Given that, there are several options that will work well in a Windows
environment, especially considering you may not need very accurate
analog control (we're talking from the framework of the Velleman K8004
using analog speed control input here).

* If you only need a couple of speeds, you can have your output bits
drive reed relays, which would switch different analog input voltages
to the K8004. Each output bit from the printer port can directly
source current to drive a 500 ohm, 5V coil reed relay (be sure to get
ones with diodes across the coil). This is a good option if you only
need SLOW, MED, and HIGH speed, and one bit for shutdown.

* If you only have a few bits to spare and need a few more speeds, you
might want to consider using a 3-to-8 decoder IC, like a 74HC138 to
drive 8 reed relays (again, you should be able to directly source the
current to turn on the relays). 4-to-16 decoders also exist.

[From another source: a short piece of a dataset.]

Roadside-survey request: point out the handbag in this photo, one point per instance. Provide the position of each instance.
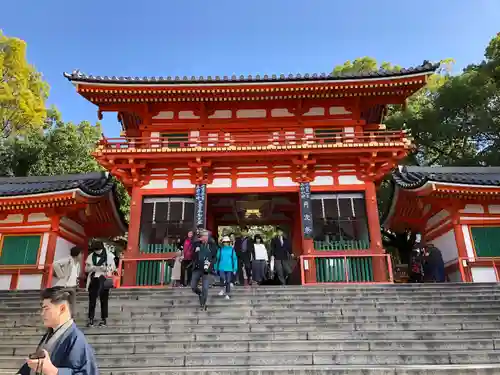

* Another option would be to have several bits driving a DAC. You
could also use a serial DAC IC, if you only have two bits to spare
(you'll need clock and data).

I'm also wondering if you might not be able to take advantage of some
of the I/O boards and other gadgets you probably have available,
instead of relying on the printer port. It's difficult to help when we
have to keep guessing here.

Feel free to post again with more information.

Go Illini!
Chris
 
W

Wildepad

I am planning on using this drill to
actuate a long acme thread from a car jack to create a simple linear
actuator. I need to however, use my PC to PWM the drill.

The others are far more qualified on the circuitry end of things, but
I'd like, if I may, to throw in my two cents on your project.

Long ago I built something similar but found several problems which
may or may not apply to your situation, most disconcerting of which is
that the screws and nuts lack precision -- even with a good stepper,
it was hard to repeatedly put the slider within 0.0625. With a DC
motor, starting at a slow speed while under load was always a problem.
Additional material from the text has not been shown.